Various special stains, immunohistochemistry and electron microscopy can be used to confirm diagnosis. With special stains, the outer epithelial cells are PAS positive and susceptible to diastase digestion; the hyaline basement membrane is positive with PAS and PA methanamine silver whereas the material in the ductal lamina is positive for mucicarmine and alcian blue. Immunohistochemical markers for the outer clear myoepithelial cells are S100, smooth muscle myosin, - actin and the ductal cells show positivity for keratin and amylase.

Electron microscopy confirms the dual cell population. Ductal cells adjacent to the lumen contain intracytoplasmic tonofilament bundles, well-formed desmosomes and atypical microvilli along the luminal border. Varying numbers of mitochondria, golgi apparatus, and rough endoplasmic reticlum are also seen. Outer myoepithelial cells, which lie within the external lamina, contain abundant glycogen and peripheral array of fine filaments with electron dense areas atypical for cells with smooth muscle differentiation. Basal lamina at stromal epithelial interface displays elaborate replication pattern [1] .

Foci of monomorphic biphasic structures composed of ductal and outer myoepithelial clear cells are usually encountered in pleomorphic adenoma, basal cell adenoma and adenoid cystic carcinoma. Clear cell change in the neoplastic myoepithelial cells in pleomorphic adenoma simulates the biphasic pattern of EMC [7] . EMC and pleomorphic adenoma intersect in terms of morphology and phenotypic expression since both express epithelial and myoepithelial differentiation. Therefore it is not surprising to encounter cases of EMC in pleomorphic adenoma, though the incidence is very rare.

No precise information regarding the effectiveness of various types of treatment for EMC is present. Surgery remains the primary mode of treatment. Simple enucleation and shelling out is avoided due to the possibility of local recurrence. Recurrence and metastases remain a concern and may occur a few months to years after initial surgery.


   Conclusion Top


A case of EMC occurring in the palate of a 50-year-old male was presented with characteristic diagnostic features. This entity, though considered as a low-grade malignancy, requires regular follow up on account of its tendency to recur occasionally and metastasize to a distant site. Proper diagnosis is therefore of paramount importance.

 
   References Top

1.Corio RL (1991): Epithelial myoepithelial carcinoma.

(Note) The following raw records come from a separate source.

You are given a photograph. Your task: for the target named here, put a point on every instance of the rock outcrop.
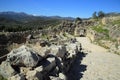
(23, 56)
(50, 63)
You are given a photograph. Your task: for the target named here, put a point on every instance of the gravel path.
(101, 65)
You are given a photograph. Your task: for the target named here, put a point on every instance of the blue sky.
(65, 8)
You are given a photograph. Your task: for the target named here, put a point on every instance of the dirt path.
(101, 65)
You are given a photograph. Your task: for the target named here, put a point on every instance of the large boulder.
(6, 70)
(34, 75)
(72, 49)
(23, 56)
(58, 51)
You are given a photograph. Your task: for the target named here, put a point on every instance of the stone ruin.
(48, 63)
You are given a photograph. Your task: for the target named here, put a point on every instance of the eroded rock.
(23, 56)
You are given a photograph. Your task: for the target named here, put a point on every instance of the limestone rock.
(39, 69)
(23, 56)
(62, 76)
(24, 70)
(72, 49)
(58, 50)
(34, 75)
(6, 70)
(17, 77)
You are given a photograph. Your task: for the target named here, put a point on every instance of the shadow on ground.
(76, 70)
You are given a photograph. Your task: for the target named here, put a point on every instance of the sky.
(64, 8)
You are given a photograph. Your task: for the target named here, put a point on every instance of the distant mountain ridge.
(24, 17)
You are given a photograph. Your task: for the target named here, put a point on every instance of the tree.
(101, 14)
(94, 16)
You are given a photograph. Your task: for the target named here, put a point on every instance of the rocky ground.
(100, 64)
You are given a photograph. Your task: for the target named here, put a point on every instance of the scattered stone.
(34, 75)
(6, 70)
(23, 56)
(17, 77)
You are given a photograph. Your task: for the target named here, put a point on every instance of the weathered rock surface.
(6, 70)
(23, 56)
(49, 63)
(17, 77)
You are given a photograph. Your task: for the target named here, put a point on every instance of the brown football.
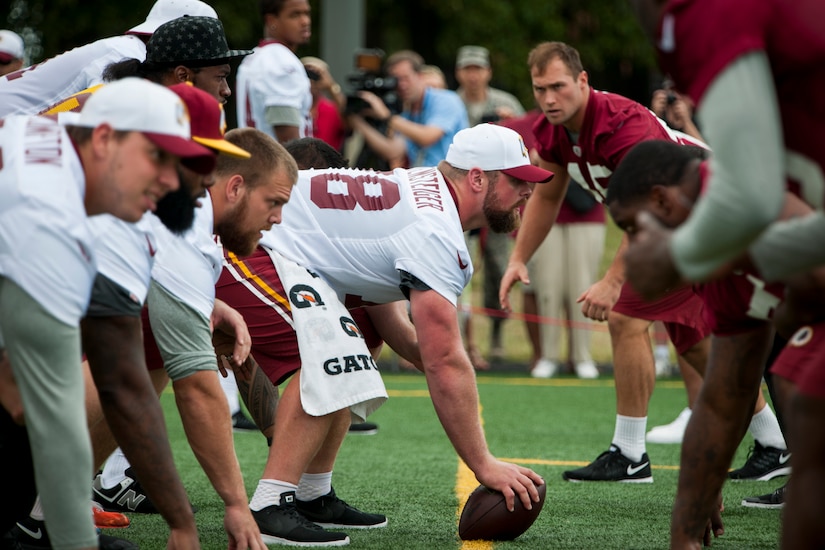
(485, 516)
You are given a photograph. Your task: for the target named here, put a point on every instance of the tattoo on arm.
(260, 396)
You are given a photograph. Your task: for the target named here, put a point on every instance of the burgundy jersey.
(697, 39)
(612, 125)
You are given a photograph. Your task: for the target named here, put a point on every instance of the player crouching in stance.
(119, 157)
(356, 237)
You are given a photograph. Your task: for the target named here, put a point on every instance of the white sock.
(765, 429)
(230, 390)
(114, 471)
(630, 436)
(37, 510)
(313, 486)
(269, 493)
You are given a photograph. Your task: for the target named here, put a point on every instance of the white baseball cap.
(492, 147)
(166, 10)
(11, 46)
(137, 105)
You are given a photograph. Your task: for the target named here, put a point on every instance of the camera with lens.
(370, 78)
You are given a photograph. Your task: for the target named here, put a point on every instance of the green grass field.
(409, 472)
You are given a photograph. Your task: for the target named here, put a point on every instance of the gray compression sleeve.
(740, 119)
(790, 247)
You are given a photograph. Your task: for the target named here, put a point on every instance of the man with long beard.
(353, 238)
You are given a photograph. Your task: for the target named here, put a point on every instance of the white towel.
(337, 370)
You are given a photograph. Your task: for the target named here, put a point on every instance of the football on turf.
(485, 516)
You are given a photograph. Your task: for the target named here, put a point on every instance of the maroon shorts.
(680, 311)
(739, 303)
(252, 286)
(802, 361)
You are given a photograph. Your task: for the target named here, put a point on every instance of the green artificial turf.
(408, 471)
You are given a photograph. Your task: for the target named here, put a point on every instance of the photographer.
(428, 121)
(675, 109)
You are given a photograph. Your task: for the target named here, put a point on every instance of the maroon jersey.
(612, 125)
(698, 39)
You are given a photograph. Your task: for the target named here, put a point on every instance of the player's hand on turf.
(513, 481)
(183, 539)
(229, 321)
(516, 272)
(648, 262)
(599, 299)
(242, 530)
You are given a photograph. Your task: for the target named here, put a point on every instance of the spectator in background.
(563, 267)
(327, 103)
(273, 87)
(11, 52)
(433, 77)
(426, 126)
(486, 104)
(675, 109)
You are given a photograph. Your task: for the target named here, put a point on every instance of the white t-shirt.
(189, 265)
(272, 76)
(125, 252)
(358, 229)
(45, 244)
(36, 88)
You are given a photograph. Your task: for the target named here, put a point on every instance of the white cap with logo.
(166, 10)
(137, 105)
(11, 46)
(492, 147)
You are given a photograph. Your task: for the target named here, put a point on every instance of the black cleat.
(612, 465)
(282, 524)
(331, 511)
(763, 464)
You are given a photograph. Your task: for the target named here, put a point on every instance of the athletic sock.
(313, 486)
(37, 510)
(114, 471)
(630, 436)
(765, 429)
(269, 493)
(230, 390)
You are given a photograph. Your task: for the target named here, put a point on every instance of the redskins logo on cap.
(181, 113)
(223, 119)
(523, 148)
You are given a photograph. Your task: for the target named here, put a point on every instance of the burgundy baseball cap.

In Ellis GL, Auclair PL & Gnepp DR (Eds.), Surgical pathology of the salivary glands, Philadelphia, WB Saunders Company.  Back to cited text no. 1    
2.Kusama K, Saito M, Kozu M et al (1996): Epithelial myoepithelial carcinoma, J Oral Pathol Med, 25: 463-6.  Back to cited text no. 2    
3.Carillo R, Poblet E, Rocamora A & Rodriguez­Peralto JL (1990): Epithelial myoepithelial carcinoma of salivary gland, Fine needle aspiration cytologic findings, Acta cytologica, 34(2): 243-247.  Back to cited text no. 3    
4.Arora VK, Misra K & Bhatia A (1990): Cytomorphologic features of the rare epithelial­myoepithelial carcinoma of the salivary gland, Actacytologica, 34(2): 239-242.  Back to cited text no. 4    
5.Luna MA, Ordonez NG et al (1985): Salivary epithelial myoepithelial carcinoma of intercalated ducts: a clinical, electron microscopic and immunohistochemical study, Oral Surg Oral Med Oral Pathol, 59: 482-490.  Back to cited text no. 5    
6.Palmer PM (1985): Epithelial myoepithelial carcinoma: an immunocytochemical study, Oral Surg Oral Med Oral Pathol, 59: 511-515.  Back to cited text no. 6    
7.Li Yung, Shirasuna et al (2000): Epithelial myoepithelial carcinoma arising in pleomorphic adenoma of palate, Oral Surg Oral Med Oral Pathol, 90: 460-5.  Back to cited text no. 7    


    Figures

  [Figure - 1], [Figure - 2], [Figure - 3], [Figure - 4], [Figure - 5], [Figure - 6]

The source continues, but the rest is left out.